Chaos was one part of the job that took experience to understand, to learn how to move with. But the other element, the one that most people avoided talking about, was death. And because folks kept quiet about it, the very notion of death seemed to lurk everywhere, in the negative spaces, the pauses of a conversation.
And now it was there in the room, a presence built from absence, an invisible form, yet undeniable in its weight and authority—nowhere and thus everywhere.
Crash glanced around the room. Those were real Nihil, the ones who had surrounded Tralmat like they were his bodyguard detail and charged for the window with him. Maybe a few people had decided right then and there that marauding around the galaxy was a good idea, actually, and what better time to join up than during the attack on a bastion of the Republic. But the real question was: Had any of the actual Nihil stayed behind to cause more problems or murder someone else?
“Where’s Orvus?” Crash asked.
10-K8 made a tiny head tilt, checking her memory banks. “He was escorted out by one of Dizcaro’s men—the big Lasat guy.”
“Powlo,” Crash said.
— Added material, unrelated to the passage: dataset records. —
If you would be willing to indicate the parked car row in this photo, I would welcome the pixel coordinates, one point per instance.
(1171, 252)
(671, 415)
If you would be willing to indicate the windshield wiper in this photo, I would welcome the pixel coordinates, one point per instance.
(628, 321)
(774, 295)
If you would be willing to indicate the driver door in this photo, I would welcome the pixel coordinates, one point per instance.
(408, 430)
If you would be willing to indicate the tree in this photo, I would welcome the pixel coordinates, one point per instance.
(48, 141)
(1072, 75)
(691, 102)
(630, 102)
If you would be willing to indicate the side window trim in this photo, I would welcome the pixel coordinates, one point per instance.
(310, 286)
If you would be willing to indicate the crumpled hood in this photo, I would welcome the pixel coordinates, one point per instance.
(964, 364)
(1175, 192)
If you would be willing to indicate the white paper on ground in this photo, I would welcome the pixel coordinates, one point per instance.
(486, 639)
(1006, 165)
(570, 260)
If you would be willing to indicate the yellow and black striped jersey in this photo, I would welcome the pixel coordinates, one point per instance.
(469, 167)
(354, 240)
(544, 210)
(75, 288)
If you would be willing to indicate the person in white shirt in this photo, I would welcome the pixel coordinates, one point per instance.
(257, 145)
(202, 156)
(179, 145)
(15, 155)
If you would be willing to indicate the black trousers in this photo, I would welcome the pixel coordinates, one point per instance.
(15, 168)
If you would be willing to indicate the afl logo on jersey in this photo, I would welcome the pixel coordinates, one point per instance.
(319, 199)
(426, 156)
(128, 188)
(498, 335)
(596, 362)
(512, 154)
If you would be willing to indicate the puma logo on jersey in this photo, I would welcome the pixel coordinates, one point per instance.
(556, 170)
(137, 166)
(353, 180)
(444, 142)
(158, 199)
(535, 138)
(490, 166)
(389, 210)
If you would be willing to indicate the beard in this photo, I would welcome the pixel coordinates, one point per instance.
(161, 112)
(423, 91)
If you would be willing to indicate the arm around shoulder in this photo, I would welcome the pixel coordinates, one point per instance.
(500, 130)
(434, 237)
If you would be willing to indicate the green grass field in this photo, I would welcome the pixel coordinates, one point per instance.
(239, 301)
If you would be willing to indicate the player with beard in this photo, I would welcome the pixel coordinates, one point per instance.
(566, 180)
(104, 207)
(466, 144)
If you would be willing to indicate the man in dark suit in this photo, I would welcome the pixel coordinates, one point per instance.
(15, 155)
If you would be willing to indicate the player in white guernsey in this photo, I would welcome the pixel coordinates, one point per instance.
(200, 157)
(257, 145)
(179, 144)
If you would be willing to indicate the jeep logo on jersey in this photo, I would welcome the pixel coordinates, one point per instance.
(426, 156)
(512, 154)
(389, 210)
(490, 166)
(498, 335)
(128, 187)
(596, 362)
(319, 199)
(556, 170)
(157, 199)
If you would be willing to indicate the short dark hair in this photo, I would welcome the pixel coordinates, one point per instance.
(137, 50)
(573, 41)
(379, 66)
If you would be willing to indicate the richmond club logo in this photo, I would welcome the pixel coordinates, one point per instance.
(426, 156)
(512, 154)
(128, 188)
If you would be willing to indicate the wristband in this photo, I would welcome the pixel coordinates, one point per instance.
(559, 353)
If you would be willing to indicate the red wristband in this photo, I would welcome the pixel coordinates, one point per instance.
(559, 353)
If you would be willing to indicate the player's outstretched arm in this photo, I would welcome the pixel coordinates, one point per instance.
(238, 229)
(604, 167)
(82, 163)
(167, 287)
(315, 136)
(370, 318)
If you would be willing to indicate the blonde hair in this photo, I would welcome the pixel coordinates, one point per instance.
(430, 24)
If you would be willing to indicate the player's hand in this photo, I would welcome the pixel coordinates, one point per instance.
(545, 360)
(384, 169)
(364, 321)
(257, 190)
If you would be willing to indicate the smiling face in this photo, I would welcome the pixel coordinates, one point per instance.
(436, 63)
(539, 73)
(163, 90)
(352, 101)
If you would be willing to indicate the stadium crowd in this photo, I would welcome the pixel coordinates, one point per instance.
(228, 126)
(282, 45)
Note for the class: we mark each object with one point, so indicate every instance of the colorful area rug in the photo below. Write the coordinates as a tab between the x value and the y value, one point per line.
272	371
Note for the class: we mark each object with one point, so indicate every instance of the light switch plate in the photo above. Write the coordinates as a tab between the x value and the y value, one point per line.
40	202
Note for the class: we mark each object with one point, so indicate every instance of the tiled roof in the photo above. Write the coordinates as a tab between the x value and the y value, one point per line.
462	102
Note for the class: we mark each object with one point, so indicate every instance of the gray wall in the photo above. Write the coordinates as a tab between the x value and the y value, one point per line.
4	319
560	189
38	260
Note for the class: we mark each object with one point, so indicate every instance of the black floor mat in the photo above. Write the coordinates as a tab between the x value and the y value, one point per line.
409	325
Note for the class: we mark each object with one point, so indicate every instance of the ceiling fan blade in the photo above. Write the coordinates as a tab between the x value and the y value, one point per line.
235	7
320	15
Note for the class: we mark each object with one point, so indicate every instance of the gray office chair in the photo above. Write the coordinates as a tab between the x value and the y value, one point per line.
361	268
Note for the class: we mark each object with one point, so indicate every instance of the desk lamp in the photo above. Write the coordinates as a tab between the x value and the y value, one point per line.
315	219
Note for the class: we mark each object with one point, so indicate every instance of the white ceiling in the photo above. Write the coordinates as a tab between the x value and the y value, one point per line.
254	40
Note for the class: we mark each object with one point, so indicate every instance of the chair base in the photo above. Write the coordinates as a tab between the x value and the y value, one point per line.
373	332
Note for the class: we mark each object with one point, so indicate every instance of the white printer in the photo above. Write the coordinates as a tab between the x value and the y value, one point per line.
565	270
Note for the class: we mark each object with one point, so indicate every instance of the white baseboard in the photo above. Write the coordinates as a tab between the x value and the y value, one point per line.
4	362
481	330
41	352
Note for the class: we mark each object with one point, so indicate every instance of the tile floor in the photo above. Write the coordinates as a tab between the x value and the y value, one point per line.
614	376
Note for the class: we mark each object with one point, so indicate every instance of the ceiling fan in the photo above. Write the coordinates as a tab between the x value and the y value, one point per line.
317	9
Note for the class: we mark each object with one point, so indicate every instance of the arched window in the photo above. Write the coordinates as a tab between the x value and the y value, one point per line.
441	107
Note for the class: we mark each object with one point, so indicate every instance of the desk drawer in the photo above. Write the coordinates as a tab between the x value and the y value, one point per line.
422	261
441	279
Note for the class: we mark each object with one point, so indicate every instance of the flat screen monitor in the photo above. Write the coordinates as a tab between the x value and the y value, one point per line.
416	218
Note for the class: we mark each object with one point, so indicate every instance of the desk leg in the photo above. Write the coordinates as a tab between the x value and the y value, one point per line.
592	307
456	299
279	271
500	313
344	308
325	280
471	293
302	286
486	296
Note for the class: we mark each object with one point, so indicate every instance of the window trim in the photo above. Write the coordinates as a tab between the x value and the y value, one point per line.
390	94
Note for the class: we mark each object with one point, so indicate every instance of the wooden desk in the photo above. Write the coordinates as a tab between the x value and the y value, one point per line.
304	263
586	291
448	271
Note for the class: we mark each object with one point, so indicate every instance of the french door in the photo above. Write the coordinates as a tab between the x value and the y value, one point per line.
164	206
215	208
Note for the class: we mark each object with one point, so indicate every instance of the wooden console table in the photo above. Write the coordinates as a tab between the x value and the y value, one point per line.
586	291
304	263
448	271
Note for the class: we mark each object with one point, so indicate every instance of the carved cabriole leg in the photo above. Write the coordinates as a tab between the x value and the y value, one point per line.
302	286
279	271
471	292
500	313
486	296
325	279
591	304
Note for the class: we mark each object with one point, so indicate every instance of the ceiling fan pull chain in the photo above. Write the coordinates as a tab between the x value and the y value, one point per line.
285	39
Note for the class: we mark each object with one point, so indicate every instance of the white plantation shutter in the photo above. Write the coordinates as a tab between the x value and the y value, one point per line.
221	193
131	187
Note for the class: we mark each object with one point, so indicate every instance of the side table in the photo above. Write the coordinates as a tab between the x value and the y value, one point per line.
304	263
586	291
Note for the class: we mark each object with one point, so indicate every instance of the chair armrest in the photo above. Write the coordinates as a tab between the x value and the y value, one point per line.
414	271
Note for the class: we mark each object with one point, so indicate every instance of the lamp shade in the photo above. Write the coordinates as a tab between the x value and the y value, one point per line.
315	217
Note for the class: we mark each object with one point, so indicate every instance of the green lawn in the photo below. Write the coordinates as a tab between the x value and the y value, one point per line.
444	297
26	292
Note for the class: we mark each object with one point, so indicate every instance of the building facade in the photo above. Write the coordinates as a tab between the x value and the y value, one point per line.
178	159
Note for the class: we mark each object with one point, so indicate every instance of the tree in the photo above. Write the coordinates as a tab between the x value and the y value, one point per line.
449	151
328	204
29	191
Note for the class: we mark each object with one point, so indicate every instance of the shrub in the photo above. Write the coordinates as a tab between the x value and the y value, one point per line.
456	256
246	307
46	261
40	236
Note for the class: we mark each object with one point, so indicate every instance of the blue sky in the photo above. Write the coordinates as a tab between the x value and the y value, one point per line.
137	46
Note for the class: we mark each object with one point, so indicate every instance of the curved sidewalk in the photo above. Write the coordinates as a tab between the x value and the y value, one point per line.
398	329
She liked Powlo. He didn’t say much, but that was about right. He’d been next on her list of operatives to poach.
Technically, everyone who was a registered guest at the event was under Crash’s protection, but she wasn’t sure if she wanted to choke Ovus or keep him safe. Of course, it didn’t matter what Crash wanted. Ovus was probably a target for the Nihil now that one of their local leaders had tried and failed to take him out.
Then again, he’d apparently had some part to play in the Nihil being on Corellia in the first place. If they were going to get to the bottom of that—and they were—they needed him alive enough to answer questions.
Crash made a mental note to track down Powlo and Ovus when things calmed down.
If things calmed down.
With CorSec and the Jedi gone, that might not be for a while.
“Weapons scan, please,” Crash said.
“On it,” 10-K8 chirped. The room was full of people Crash was supposed to keep safe. Suddenly, she felt very small, and the burden of their protection loomed over her, an impossible weight to carry. Any one of them could be involved in what had just happened. Should she protect the very people who would harm her and the others? Should she jump in front of the fire as Dizcaro had if the person being shot at wanted her dead?
There was a technical, professional answer to that question, and it was designed for simplicity of decision-making on the fly: yes.
And up until this moment, Crash would’ve said the same thing. But everything was different now. It had started when the Jedi showed up.